Calculating Teacher Pension Wealth in Tennessee
|1% Multiplier||X||Avg. highest 5 consecutive years of salary||X||Years of service|
Who Qualifies for a The Pension Portion of Tennessee's Hybrid Plan?
Like most states, teachers need to serve a number of years before qualifying for a pension. Tennessee has a 5 year vesting period. While educators qualify for a pension after 5 years of service, the pension may not be worth all that much. Moreover, educators can’t begin to collect it until they hit the state’s retirement age. The state sets specific windows when teachers can retire with benefits based on age and years of experience. New teachers starting out in Tennessee can retire with their full benefits when they reach 65 years of age and have accrued at least 5 years of service, or when their age and years of service combine to total at least 90.

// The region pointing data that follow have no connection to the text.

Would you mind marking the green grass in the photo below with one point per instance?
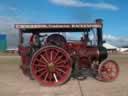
(10, 60)
(119, 58)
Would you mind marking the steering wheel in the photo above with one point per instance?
(56, 39)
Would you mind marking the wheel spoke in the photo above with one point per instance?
(46, 76)
(58, 69)
(59, 58)
(55, 77)
(39, 61)
(42, 73)
(60, 66)
(50, 66)
(47, 55)
(62, 61)
(56, 54)
(41, 69)
(51, 55)
(44, 59)
(39, 65)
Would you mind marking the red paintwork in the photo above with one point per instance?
(86, 54)
(108, 70)
(51, 55)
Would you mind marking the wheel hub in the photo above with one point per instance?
(51, 67)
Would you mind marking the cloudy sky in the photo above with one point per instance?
(113, 12)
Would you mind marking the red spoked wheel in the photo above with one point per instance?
(51, 66)
(108, 71)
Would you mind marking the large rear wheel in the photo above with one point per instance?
(51, 66)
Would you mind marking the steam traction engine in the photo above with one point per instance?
(51, 59)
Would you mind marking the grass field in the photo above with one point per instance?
(15, 59)
(14, 83)
(10, 60)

Additionally, Tennessee allows early retirement for teachers at age 60 once they have accrued at least 5 years of service or when their age and years of service combine to total at least 80. However, teachers taking that option have their benefits reduced based on their years of experience and how early they are retiring.
How Much Does Tennessee's Teacher Pension System Cost?
As they work, teachers and their employers must contribute into the plan. Those contribution rates are set by the state legislature and can change year-to-year. In 2018, teachers contributed 4.2 percent of their salary to the pension fund, while the state contributed 13.91 percent. In total, 18.11 percent of teacher salary was spent on Tennessee's teacher pension fund. However, not all of that investment goes toward benefits. While the full 4.2 percent of salary contributed by individual teachers is for benefits, the state contributes only 7.17 percent. The remaining 6.74 percent state contribution is to pay down the pension fund's debt.
As with most state pension funds, Tennessee's teacher retirement system provides the greatest benefits to teachers who stay the longest, while leaving everyone else with inadequate benefits. With that in mind, new and current teachers in Tennessee should think carefully about their career plans and how they interact with the state's retirement plan.
Glossary of Financial Terms
Vesting period: The number of years a teacher must teach before becoming eligible to receive a pension. Although the length of vesting periods vary by state, 5 years is typical. In every state, a teacher who leaves prior to vesting is eligible to withdraw his or her own contributions, sometimes with interest, but few states allow those employees to collect any portion of the employer contributions made on their behalf.
Employee contribution: The percent of a teacher’s salary that he or she pays annually to the pension fund.
Employer contribution: The percent of a teacher’s salary that the state, school district, or a combination of the two pays annually to the pension fund.
Normal cost: The annual cost of retirement benefits as a percentage of teacher salary. This excludes any debt cost.
Amortization cost: The annual cost of a pension fund’s contribution toward any unfunded liabilities. This can also be thought of as the debt cost of the pension fund.